People will have virtual PAs within two to three years predicted Martin Talks of Digital Detox. The progress of robo generally is unstoppable in our lives – with even fridges giving us advice. The enemy of the good life is friction and the aim should be to rid people of this time wasting and inertia-inducing phenomenon. Causes of financial friction include legacy systems as well as legacy attitudes.
Artificial intelligence will be narrow meaning focused on one specific task like robo-advice. Daniel Egan from Betterment, the ‘original gangster’ of US robo-advisers, described how the insights for behavioural finance were being used to reduce friction. Consumers are being nudged into better financial behavioural patterns – saving more for retirement, and not rushing to sell investments in downturns. Robo functions can help cut such withdrawals drastically, for example with prompts that remind clients of their potential tax liabilities after they sell – we all hate even small tax bills regardless of wealth.
Bruce Moss of eValue reminded the audience that most of the US robos would not pass regulatory muster in the UK. In his view, customers should be given a choice of options: self-directed planning with no help; robo with automated guidance and the full monty of traditional regulated advice.

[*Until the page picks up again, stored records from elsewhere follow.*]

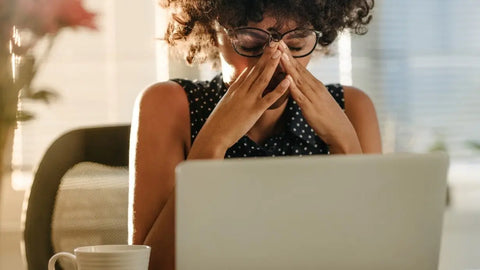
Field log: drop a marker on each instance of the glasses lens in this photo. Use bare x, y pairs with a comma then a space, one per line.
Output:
301, 42
250, 42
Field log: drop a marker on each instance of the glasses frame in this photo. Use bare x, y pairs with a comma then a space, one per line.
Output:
278, 36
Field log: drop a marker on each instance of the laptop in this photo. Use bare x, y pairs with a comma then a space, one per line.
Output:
317, 212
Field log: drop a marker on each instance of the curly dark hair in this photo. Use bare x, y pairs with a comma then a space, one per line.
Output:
192, 22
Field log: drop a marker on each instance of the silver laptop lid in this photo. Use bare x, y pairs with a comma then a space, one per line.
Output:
316, 212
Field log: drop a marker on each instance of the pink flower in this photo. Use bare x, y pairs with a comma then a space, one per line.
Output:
49, 16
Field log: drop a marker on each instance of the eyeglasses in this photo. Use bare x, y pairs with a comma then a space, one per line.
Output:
251, 41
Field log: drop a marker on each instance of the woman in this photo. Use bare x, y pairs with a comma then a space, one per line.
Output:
264, 102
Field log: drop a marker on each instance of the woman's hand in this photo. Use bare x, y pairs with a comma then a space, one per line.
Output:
240, 107
319, 108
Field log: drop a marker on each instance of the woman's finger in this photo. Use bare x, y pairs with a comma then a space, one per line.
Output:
297, 94
273, 96
263, 70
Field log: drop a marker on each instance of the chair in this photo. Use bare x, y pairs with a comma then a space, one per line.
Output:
102, 145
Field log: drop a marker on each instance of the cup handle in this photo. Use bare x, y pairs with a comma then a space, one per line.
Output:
54, 258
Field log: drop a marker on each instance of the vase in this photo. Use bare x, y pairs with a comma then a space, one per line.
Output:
10, 86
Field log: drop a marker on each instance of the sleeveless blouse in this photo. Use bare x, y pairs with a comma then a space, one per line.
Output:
296, 139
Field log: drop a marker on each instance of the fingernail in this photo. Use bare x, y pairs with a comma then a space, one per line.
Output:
276, 54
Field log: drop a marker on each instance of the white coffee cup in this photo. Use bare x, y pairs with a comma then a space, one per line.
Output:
107, 257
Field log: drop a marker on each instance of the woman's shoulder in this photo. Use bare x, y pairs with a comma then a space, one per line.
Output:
163, 95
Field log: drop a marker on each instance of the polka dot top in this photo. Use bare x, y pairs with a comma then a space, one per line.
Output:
297, 139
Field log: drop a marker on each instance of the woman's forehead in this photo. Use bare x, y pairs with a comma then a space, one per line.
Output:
280, 25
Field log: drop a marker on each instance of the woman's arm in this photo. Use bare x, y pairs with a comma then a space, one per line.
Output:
361, 113
159, 141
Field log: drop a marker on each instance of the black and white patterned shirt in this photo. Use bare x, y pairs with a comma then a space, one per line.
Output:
297, 139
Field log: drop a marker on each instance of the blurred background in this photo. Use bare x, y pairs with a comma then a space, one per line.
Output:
419, 62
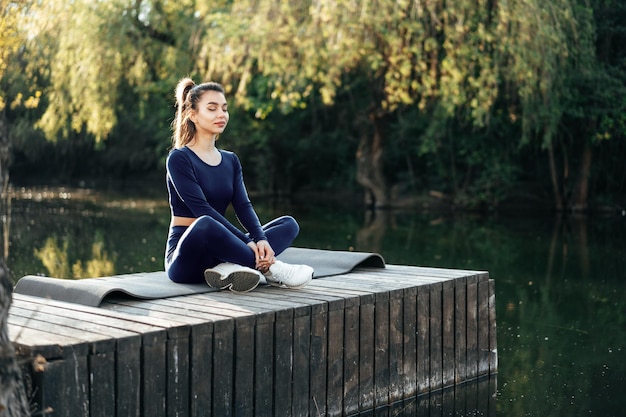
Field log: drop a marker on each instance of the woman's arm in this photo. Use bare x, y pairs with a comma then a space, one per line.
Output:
188, 190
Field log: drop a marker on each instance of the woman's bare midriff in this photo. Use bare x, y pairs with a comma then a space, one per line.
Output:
182, 221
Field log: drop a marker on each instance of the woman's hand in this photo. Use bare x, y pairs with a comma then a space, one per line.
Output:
263, 254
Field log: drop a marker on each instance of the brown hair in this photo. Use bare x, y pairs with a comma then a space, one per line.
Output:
187, 96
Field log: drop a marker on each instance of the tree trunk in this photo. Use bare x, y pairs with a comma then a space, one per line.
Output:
369, 161
13, 400
556, 189
581, 198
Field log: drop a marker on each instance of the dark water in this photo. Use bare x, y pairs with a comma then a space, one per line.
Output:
560, 287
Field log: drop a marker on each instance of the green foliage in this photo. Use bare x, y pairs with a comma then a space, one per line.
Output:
456, 86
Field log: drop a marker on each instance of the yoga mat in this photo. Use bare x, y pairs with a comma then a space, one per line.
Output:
155, 285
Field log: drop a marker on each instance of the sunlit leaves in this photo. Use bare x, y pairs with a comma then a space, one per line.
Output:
56, 259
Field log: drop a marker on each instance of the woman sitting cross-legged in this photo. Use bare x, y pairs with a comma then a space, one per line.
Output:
202, 182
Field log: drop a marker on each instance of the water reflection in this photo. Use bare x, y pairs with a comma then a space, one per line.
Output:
474, 398
559, 282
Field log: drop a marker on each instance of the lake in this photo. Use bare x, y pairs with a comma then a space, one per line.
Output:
560, 287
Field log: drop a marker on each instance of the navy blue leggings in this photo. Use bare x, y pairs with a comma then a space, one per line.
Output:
206, 243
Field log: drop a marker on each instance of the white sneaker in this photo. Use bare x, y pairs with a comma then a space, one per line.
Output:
235, 277
285, 275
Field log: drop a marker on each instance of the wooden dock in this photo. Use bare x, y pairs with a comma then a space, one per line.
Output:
343, 345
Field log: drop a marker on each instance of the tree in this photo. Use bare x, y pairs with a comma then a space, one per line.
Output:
430, 55
13, 401
563, 89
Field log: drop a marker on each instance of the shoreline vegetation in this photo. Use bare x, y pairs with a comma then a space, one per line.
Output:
151, 195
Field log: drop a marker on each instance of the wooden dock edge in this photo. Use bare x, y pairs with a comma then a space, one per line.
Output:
342, 345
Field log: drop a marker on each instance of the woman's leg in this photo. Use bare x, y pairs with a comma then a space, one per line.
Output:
281, 233
205, 244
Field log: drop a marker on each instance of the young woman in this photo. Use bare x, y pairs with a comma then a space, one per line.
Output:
202, 181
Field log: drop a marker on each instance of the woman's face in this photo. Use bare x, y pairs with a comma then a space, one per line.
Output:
211, 116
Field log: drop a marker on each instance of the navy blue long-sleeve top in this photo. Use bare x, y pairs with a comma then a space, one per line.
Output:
198, 189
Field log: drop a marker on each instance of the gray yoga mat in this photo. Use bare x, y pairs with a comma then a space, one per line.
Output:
154, 285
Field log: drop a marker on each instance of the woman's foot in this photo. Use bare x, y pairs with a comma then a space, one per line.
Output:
237, 278
285, 275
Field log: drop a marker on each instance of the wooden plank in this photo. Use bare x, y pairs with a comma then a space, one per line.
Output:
335, 387
102, 393
460, 329
283, 354
358, 342
483, 327
472, 327
128, 373
396, 345
436, 336
301, 364
493, 340
244, 366
351, 359
409, 333
319, 358
448, 333
66, 389
223, 380
381, 349
423, 339
366, 356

How will companies address the exploding use of chat apps? The approach favoured by Graham Odds of Scott Logic was “conversational commerce” – the use of automated messaging using such channels as WhatsApp to engage and inform customers. A theme that was developed further by the BBC’s Dmitry Shishkin, who talked about commissioning a Panorama documentary on Snap Chat but also how consumers like in depth written content on a small screen when they are in a different frame of mind.
Daniel Godfrey, late of the Investment Association warned of the price paid by consumers for their loss aversion that led them to choose excessively liquid and low volatility investments for long term accumulation. He says there is a silver bullet for investing and it is for investors to have a long term horizon.
In a thirty year career in D2C John Spiers (founder of Bestinvest and now of EQ Investors) has made some monumental technology decisions but he is doubtful as to whether it would ever be possible to dispense with some direct human contact with customers, especially about such matters as the complicated and risky process of asset decumulation in retirement.
In times of great political turbulence, don’t expect any less change around the way that we need to adapt to engage with the consumer of today and tomorrow.